La crescita resta il problema italiano numero uno e oggi si deve fare tutto il possibile per accelerarla. Ne è consapevole il governo che - ha detto ieri Matteo Renzi - non vuole nascondere la verità agli italiani. È necessario quindi che non si sbaglino le mosse nello snodo decisivo della prossima legge di bilancio e che le misure e le risorse lì contenute siano effettivamente tutte destinate a creare un ambiente favorevole alla crescita.

La principale variabile macroeconomica che oggi soffre è quella degli investimenti: rafforzare la crescita significa quindi tornare a investire e in particolare riattivare la leva (soprattutto fiscale) che favorisce gli investimenti delle imprese. Investimenti sani, investimenti che aiutino il sistema economico e industriale a essere più competitivo nel confronto con i sistemi dei Paesi concorrenti, che contribuiscano ad aumentare la produttività (vero punto debole del sistema italiano da 20 anni in qua), che facilitino la spesa del sistema produttivo in innovazione e tecnologia, che leghino - insieme a meccanismi contrattuali innovativi - i premi salariali aziendali agli incrementi di produttività del lavoro. È fondamentale oggi non sprecare risorse pubbliche in spese improduttive o in una politica di sostegno della domanda che punti a incrementi di reddito slegati dal nodo della produttività. Abbiamo già visto che non aiutano i consumi a ripartire e non favoriscono la crescita che invece ha bisogno di un salto di qualità del nostro sistema produttivo per creare più occupazione stabile.

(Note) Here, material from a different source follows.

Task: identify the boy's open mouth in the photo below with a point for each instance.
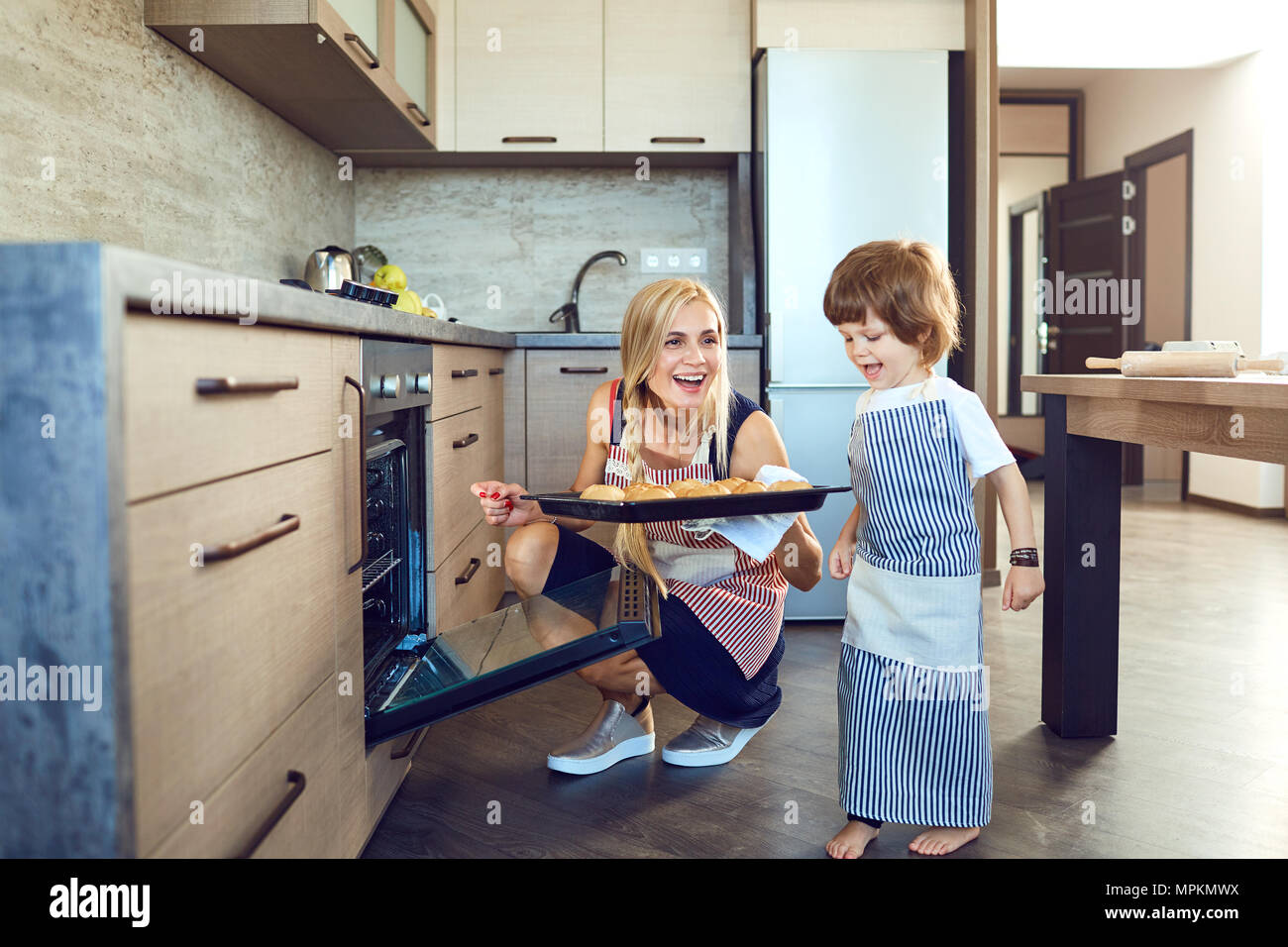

Il governo ha messo a punto il «piano Italia 4.0» che va nella giusta direzione e può risultare decisivo nel salto di qualità del sistema italiano. È un piano a medio termine, quadriennale, che parte con la legge di bilancio di metà ottobre. La prossima settimana sarà il governo a presentarlo ufficialmente con la «cabina di regìa» guidata direttamente dal premier. Si presenta come una cornice di medio periodo capace di creare quell'ambiente (fiscale, amministrativo, finanziario) più favorevole alle imprese che vogliono crescere, diventare più competitive, investire. Deve essere il cuore della politica economica del governo.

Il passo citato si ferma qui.